Kožená, Magdalena: Love and longing. Ravel: Shéhérazade; Dvorak: Bijbelse liederen; Mahler: Rückert liederen. Met het Berlijns filharmonisch orkest o.l.v. Simon Rattle. DG 479.0065-8 (64’14”). 2011
Op DG 471.614-2 heeft Kožená Ravels Shéhérazade in 2003 al eens met Boulez en het Cleveland orkest opgenomen. Kan ze zichzelf nog overtreffen (want die realisatie behoorde tot de beste)?

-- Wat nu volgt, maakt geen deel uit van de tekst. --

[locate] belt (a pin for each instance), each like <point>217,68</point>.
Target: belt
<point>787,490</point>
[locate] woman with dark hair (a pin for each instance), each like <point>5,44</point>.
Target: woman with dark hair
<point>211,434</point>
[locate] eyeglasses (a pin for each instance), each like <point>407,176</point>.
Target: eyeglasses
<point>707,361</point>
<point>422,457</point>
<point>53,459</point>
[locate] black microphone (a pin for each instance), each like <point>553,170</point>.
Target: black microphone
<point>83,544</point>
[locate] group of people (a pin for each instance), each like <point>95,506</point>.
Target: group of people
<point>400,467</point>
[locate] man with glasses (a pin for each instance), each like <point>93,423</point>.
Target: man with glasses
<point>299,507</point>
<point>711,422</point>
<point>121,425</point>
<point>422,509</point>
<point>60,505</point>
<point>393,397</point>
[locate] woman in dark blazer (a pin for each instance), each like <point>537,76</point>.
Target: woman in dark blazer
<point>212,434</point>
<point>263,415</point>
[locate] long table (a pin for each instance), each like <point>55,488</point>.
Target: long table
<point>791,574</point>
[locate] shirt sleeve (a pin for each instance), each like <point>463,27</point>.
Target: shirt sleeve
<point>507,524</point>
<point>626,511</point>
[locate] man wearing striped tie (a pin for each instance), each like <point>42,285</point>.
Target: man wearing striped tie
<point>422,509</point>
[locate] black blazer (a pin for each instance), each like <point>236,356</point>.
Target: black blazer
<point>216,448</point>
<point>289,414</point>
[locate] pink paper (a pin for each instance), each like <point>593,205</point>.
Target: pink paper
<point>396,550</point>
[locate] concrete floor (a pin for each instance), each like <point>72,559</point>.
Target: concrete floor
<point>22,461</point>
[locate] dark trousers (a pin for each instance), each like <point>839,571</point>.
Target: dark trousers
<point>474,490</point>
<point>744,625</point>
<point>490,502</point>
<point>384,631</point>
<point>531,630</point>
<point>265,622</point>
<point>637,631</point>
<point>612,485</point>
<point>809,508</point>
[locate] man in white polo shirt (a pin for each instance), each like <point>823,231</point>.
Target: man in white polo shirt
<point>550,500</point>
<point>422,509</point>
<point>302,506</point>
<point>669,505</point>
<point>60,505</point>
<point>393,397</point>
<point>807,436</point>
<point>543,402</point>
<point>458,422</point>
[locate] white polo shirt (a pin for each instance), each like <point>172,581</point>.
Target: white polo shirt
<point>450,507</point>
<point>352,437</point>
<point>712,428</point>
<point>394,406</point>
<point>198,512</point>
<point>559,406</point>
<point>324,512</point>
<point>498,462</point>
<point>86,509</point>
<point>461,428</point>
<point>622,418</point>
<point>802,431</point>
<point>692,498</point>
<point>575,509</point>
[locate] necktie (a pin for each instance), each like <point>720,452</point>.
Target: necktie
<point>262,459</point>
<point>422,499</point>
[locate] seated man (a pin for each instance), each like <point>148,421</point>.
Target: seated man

Ja, tot op vrij grote hoogte wel. Haar stem heeft wat aan innerlijke gloed gewonnen, ze heeft meer, nieuwe levenservaring met haar echtgenoot Rattle, die liefdevoller, warmbloediger, zij het misschien niet zo gedetailleerd begeleidt dan Boulez. Vanaf haar eerste uitroep ‘Asie!’ betovert ze de luisteraar met een licht gesluierde, verwachtingsvolle, sensuele aanpak die past bij de beginsfeer. Pas bij ‘Je voudrais voir des assasins’ krijgt haar voordracht terecht een scherper randje. Rattle’s begeleiding is hier tot in de puntjes verzorgd en eindigt met een fraai diminuendo. Om gauw over te gaan op het geheimzinnige ‘Flute enchantée, met mooie dynamische contrasten gezongen tot aan het prachtige ‘mysterieux baiser’. Bepalend is het laatste, lastigste lied dat niet moet worden overgeaccentueerd, terwijl de slotzin ‘Ta démarche feminine et lasse’ niet zozeer triest, als wel ironisch, half geamuseerd moet klinken. Wat precies is wat hier gebeurt. Waarmee de vorige opname, maar wat verder terugkijkend ook die van De los Angeles (EMI 345.824-2), Crespin (Decca 460.973-2) en Graham (Warner 2564-61938-2) erg dicht worden benaderd, zo niet overtroffen.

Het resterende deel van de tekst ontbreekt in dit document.